The worry for the company is the increasing working capital requirements. As more and more business come in and as more business from larger clients comes in, the working capital cycle is getting more stretched.
Despite working capital issues, the company was able to repay Rs 16 crore of loan liabilities in 9 mths ended Dec 18.
Tax rate has come down as EU subsidiary pays 20% tax, US tax rate is 22.5% and in India the company pays 25% of tax.
Expects 18-20% growth going forward to continue.
The company has a little over 7 months of order book and is comfortably placed for a decent growth
Total debt of around Rs 150 crore.
No plans of QIP as of now, management will manage through internal accruals.
The pledged shares are not coming down as earlier told by the management to the investors, largely due to banks call posts the recent events in the banking sector.
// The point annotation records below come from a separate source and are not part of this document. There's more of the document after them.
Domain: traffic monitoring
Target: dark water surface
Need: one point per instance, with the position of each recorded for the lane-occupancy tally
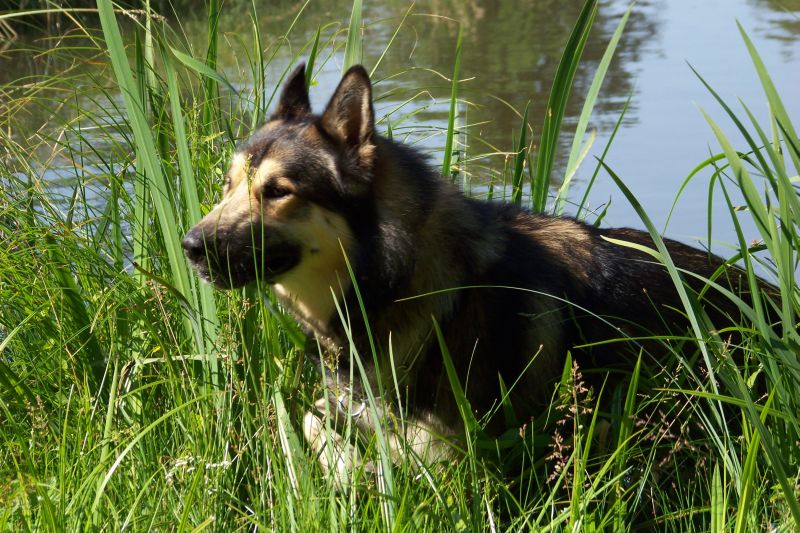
(510, 53)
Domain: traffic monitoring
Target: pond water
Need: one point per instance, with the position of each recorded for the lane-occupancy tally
(510, 53)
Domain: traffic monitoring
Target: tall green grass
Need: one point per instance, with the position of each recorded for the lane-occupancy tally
(134, 397)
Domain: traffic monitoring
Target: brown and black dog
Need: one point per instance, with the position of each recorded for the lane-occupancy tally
(511, 291)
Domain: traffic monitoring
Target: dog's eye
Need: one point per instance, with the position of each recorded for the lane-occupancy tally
(271, 190)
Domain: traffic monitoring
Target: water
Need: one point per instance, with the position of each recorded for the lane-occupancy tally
(510, 54)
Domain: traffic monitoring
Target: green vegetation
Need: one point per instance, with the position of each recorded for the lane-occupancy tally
(132, 396)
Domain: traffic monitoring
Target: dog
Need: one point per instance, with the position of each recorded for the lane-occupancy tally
(337, 219)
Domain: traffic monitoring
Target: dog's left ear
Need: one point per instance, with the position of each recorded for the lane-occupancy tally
(349, 116)
(294, 102)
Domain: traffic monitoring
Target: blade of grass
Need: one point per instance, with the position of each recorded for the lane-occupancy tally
(353, 48)
(451, 117)
(586, 112)
(557, 103)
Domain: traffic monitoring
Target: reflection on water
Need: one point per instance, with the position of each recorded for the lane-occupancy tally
(510, 54)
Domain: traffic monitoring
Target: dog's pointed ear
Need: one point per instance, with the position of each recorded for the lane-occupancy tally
(349, 116)
(294, 102)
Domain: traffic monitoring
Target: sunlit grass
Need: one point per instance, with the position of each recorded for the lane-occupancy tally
(132, 396)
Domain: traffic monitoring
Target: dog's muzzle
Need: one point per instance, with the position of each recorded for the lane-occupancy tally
(229, 260)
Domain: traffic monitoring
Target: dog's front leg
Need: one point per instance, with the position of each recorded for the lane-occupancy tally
(335, 454)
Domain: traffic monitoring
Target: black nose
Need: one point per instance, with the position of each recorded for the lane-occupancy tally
(194, 243)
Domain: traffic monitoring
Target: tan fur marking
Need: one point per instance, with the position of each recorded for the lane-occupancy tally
(307, 287)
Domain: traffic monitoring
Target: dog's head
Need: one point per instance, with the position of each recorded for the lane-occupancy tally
(291, 189)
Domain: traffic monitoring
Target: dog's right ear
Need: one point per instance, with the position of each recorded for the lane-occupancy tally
(349, 117)
(294, 102)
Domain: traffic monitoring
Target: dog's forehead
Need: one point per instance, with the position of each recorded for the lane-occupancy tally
(293, 148)
(276, 138)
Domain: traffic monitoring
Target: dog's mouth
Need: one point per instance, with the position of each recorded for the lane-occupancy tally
(229, 265)
(279, 260)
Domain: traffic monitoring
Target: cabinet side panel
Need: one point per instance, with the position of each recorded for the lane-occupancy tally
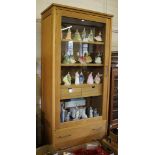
(46, 58)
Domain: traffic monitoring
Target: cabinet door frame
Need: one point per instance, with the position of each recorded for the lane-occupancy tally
(106, 69)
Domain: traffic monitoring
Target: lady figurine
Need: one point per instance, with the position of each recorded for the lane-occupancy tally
(90, 79)
(62, 113)
(98, 38)
(81, 78)
(84, 35)
(68, 37)
(67, 117)
(77, 82)
(67, 79)
(97, 78)
(91, 36)
(90, 112)
(77, 36)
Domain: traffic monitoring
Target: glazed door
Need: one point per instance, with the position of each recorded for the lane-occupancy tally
(82, 63)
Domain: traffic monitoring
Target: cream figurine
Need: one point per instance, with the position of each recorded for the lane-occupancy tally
(77, 36)
(69, 33)
(97, 78)
(98, 38)
(90, 79)
(91, 36)
(67, 79)
(77, 80)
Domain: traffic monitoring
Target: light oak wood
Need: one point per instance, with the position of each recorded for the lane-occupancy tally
(82, 42)
(53, 91)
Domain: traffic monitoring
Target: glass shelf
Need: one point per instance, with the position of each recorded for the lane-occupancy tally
(80, 65)
(84, 42)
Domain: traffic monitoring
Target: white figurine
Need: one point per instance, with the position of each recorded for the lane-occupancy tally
(98, 38)
(91, 36)
(91, 112)
(77, 81)
(90, 79)
(97, 78)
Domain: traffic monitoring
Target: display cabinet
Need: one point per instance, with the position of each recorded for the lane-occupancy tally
(76, 56)
(113, 110)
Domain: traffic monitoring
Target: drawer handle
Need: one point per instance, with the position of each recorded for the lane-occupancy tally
(97, 129)
(64, 136)
(70, 90)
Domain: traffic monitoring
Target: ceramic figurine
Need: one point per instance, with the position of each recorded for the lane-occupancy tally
(90, 79)
(91, 112)
(67, 79)
(88, 58)
(91, 36)
(98, 38)
(97, 78)
(83, 113)
(67, 117)
(77, 113)
(62, 113)
(98, 59)
(81, 78)
(82, 60)
(77, 82)
(72, 60)
(77, 36)
(66, 59)
(68, 37)
(84, 35)
(73, 112)
(95, 113)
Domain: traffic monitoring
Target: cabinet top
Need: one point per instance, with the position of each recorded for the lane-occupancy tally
(76, 9)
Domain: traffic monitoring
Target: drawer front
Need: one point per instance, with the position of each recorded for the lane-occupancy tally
(73, 136)
(67, 93)
(92, 90)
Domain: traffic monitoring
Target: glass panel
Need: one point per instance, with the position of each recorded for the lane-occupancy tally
(82, 59)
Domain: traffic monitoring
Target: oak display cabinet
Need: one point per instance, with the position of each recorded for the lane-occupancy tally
(69, 33)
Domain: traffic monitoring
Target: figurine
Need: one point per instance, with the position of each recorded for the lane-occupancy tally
(95, 113)
(67, 117)
(72, 60)
(81, 78)
(62, 113)
(84, 35)
(77, 36)
(68, 37)
(82, 60)
(98, 38)
(83, 113)
(97, 78)
(88, 58)
(91, 36)
(66, 59)
(90, 79)
(77, 113)
(90, 112)
(67, 79)
(73, 112)
(77, 82)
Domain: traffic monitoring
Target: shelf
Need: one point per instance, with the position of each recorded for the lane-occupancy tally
(81, 65)
(80, 85)
(84, 42)
(83, 120)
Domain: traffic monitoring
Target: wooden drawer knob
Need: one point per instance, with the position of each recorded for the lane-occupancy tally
(64, 136)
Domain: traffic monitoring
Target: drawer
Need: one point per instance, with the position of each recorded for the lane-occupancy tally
(92, 90)
(70, 92)
(68, 137)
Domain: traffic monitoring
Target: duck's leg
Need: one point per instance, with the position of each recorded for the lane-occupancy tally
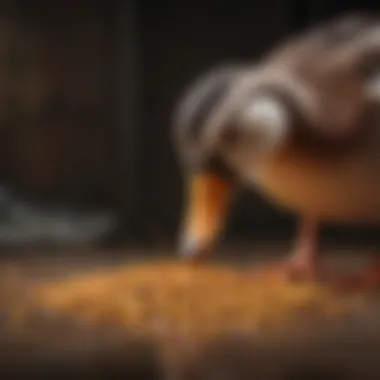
(303, 263)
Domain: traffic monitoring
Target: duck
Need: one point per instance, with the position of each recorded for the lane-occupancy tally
(300, 126)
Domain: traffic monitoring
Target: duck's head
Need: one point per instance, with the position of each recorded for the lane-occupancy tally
(220, 129)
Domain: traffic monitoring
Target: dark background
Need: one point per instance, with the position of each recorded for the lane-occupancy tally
(87, 89)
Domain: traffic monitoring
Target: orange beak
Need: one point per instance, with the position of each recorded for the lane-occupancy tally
(207, 205)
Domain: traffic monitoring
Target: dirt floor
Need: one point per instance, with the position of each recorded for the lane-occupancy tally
(118, 314)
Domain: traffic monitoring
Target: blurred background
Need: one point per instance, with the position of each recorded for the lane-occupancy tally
(87, 89)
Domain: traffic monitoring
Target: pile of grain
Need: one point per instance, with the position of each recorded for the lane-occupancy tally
(164, 297)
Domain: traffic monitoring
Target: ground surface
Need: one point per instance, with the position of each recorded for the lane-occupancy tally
(103, 313)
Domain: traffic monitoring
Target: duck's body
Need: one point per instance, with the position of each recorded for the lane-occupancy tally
(343, 188)
(302, 127)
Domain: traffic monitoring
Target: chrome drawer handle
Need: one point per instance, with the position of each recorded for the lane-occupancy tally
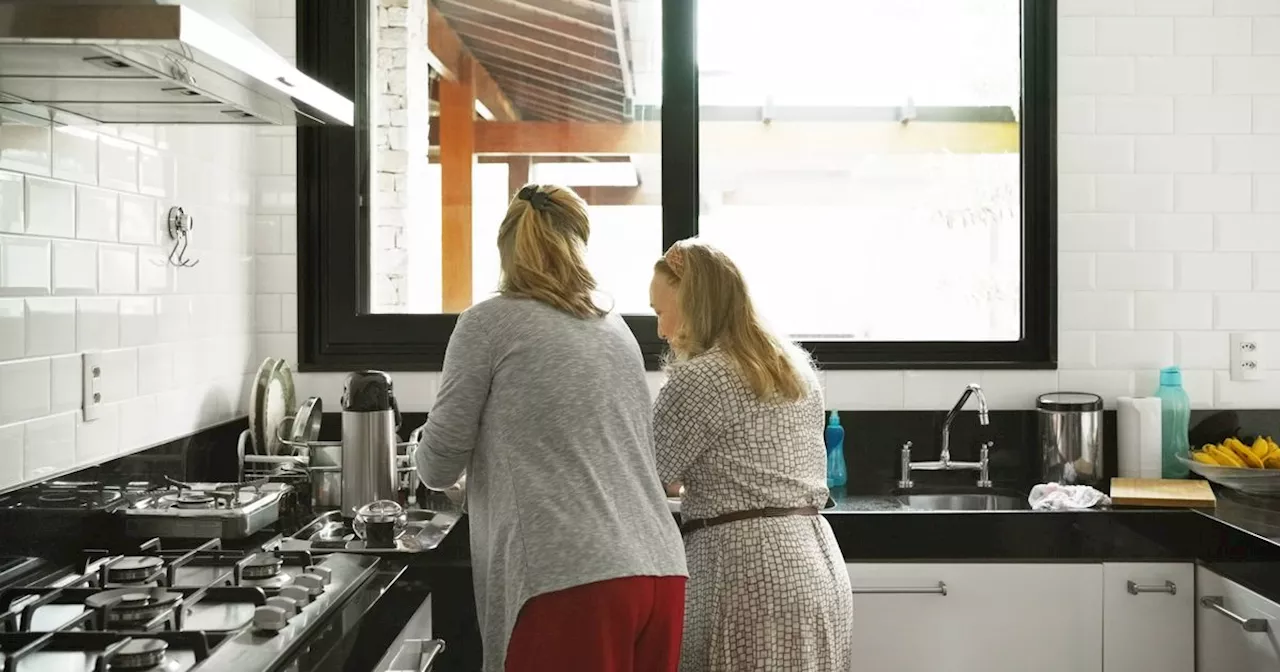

Lot of traction in digital transaction is visible and more to come. The company is working on various Live projects and new technology, IOB solutions, Robotic solutions, proof of consents etc which will drive future growth.
80% of revenues come from US.
The company is continuously on look out for acquisition. Buys a company for customer base and capability rather than revenue of any target buyout.